# Wooden breeder boxes



## Velvet_Meece (Apr 20, 2009)

If you use them can you please post some piccies? 

Would like to see different designs, taa muchly.


----------



## SarahC (Oct 3, 2008)

batteries are flat in my camera but I'll take some at the weekend when I've replaced them.


----------



## Velvet_Meece (Apr 20, 2009)

Thanks, i know a lot of people use them but for some reason seem hesitant to show them


----------



## LUX (Mar 10, 2011)

I'll take some later - I use 2 different kinds


----------



## The-Church-Mouse (Jun 4, 2012)

I would also be interested in seeing the designs used if possible.


----------



## The-Church-Mouse (Jun 4, 2012)

I have found pics of the breeder boxes on the NMC site, very similar to what I used years ago, however I much prefer the modern day use of rub/tub set up that seem so popular now. One point about the boxes that I "think" has some clout is the fact that with certain colouration the advantage of a dark house will benefit show quality stock as opposed to being housed in a transparent rub/tub. ??


----------



## SarahC (Oct 3, 2008)

these are my favored cage size,18 " x 12 " approx.

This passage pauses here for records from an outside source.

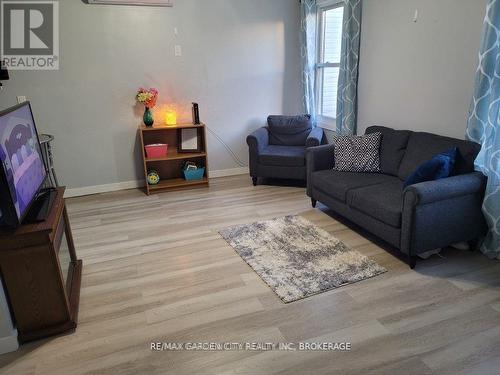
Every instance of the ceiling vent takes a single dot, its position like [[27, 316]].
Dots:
[[152, 3]]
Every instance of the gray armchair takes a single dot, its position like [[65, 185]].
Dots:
[[278, 149]]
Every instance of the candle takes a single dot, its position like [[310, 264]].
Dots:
[[170, 118]]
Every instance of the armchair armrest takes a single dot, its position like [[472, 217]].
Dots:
[[317, 159], [259, 139], [315, 137], [445, 188]]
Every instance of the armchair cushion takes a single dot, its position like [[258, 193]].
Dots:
[[315, 137], [259, 139], [289, 156], [289, 130]]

I used to include a seperate nest area but don't bother now.


----------



## SarahC (Oct 3, 2008)

I have some much larger but in my opinion they breed better and keep fitter in smaller cages.I think the smallest lab cages are to small but that's just my opinion,I wouldn't impose it on anyone else.Splashed with mud from the awful weather we are having. 










I'm looking after another persons mice and these are his cage design,more shoebox sized.Mice are fit and well in them.


----------



## besty74 (May 26, 2012)

they are great, did you make them? or can you buy them like that?


----------



## SarahC (Oct 3, 2008)

hand made.


----------



## besty74 (May 26, 2012)

you are very clever.
Is there a thread anywhere on here showing how to make them?


----------



## Velvet_Meece (Apr 20, 2009)

They're really nice, and neat too. I know some people prefer them darker too and tend to have circles of mesh here and there.

I had one the same design as the one your minding that i won at the midlands show on the raffle, but the mice chewed through the bottom of it within days...


----------